Most of us are not high-level campaigners like Bruskin who are able to set terms like this, but the creative audacity of both the best staff and rank-and-file members offers hope that it is possible to turn the ship around.
To get out of the trap of the old organizing model, which was to build great unions in individual workplaces even as the political economy changed around us, and not in workers’ favor, McAlevey proposes a specific approach. She says that unions should chart the broader community, identify leaders, and understand where power lies, taking the approach to the community as seriously as they would take organizing within the shop.
Rather than allying with weak community groups or left-wing clergy who may be nice people, but have no substantial constituency, McAlevey says that unions should identify and recruit the real community leaders. And they should do so, she says, not by building relationships at the staff level, but by mobilizing the already-existing relationships that members have with these community leaders. Since many workers go to church, congregants’ relationships with their pastors are the primary example of this.
In No Shortcuts, McAlevey gives some examples of how both the CTU in Chicago and the UFCW in North Carolina did this. Some further theories, templates, and best practices would be useful for all of us to see.
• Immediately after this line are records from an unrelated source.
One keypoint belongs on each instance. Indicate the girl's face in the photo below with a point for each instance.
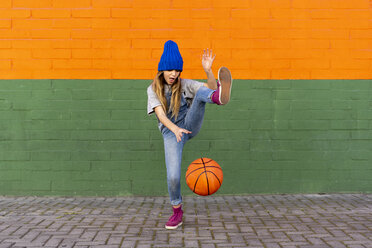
(171, 76)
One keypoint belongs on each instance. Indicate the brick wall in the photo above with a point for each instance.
(257, 39)
(93, 137)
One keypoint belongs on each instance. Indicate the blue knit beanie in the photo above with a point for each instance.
(171, 58)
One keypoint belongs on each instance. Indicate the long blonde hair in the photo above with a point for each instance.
(158, 86)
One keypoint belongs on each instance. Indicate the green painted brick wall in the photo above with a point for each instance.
(93, 137)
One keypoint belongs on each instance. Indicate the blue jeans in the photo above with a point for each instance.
(192, 121)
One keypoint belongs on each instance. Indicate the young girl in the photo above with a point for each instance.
(179, 105)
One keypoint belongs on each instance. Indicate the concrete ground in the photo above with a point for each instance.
(336, 220)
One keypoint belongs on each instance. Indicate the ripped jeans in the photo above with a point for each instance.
(191, 121)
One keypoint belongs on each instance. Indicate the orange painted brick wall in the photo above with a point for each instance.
(257, 39)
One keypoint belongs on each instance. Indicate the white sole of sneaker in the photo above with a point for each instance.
(173, 227)
(225, 79)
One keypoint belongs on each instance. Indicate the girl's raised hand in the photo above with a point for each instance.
(207, 60)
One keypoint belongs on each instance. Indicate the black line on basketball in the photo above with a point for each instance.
(196, 181)
(215, 176)
(204, 162)
(210, 166)
(206, 176)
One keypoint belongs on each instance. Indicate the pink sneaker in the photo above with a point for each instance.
(222, 95)
(175, 220)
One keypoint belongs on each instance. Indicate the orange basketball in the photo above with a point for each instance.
(204, 176)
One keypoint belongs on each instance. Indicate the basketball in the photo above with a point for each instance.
(204, 176)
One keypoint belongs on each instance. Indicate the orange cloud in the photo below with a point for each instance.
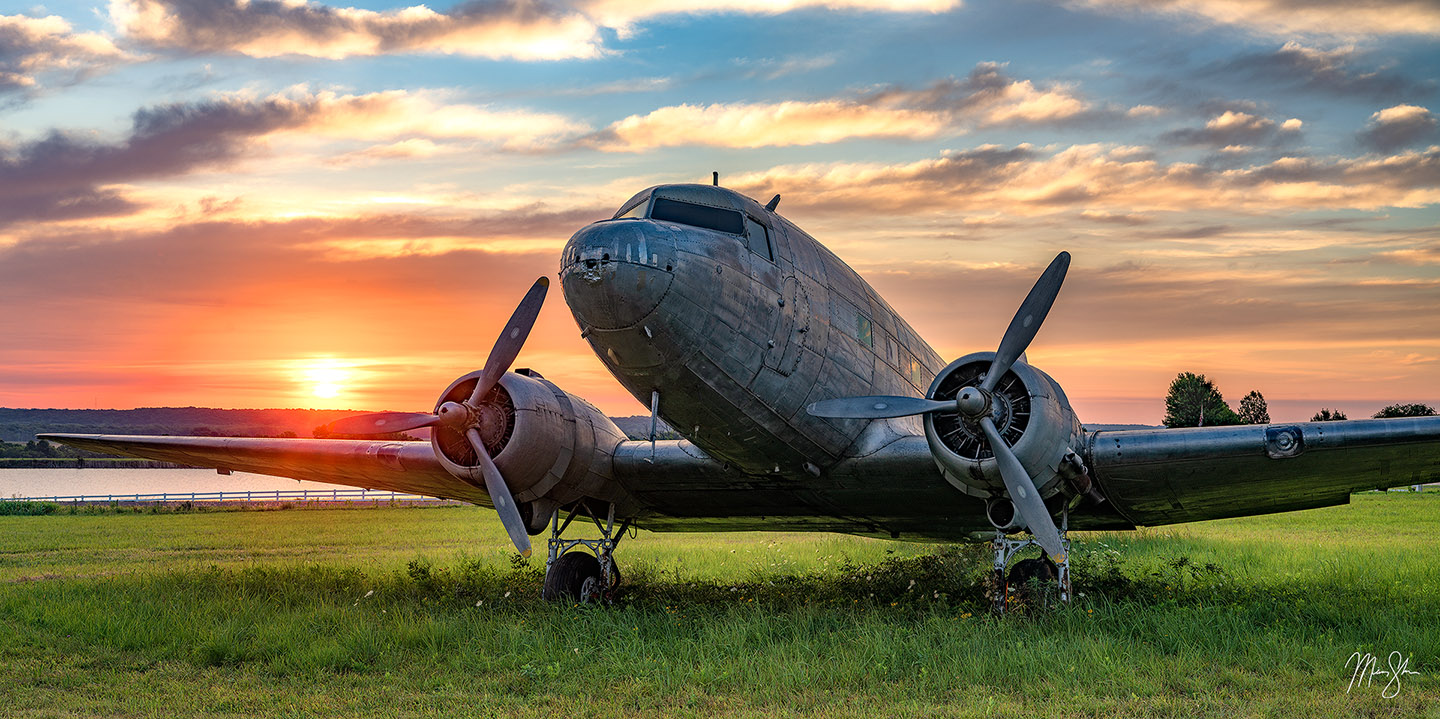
(949, 107)
(1286, 18)
(511, 29)
(1026, 182)
(32, 46)
(267, 29)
How do you “shift from staff-only corporate-focused research to worker and staff-led geographic power-structure analysis that involves workers themselves in the research process”? How, in practice, do you chart a whole community and move to change the power equation?
All of this would make for a great subject for the next book from a movement strategist who has already given us so much to think about. In the meantime, everyone interested in the labor movement and its future should read No Shortcuts.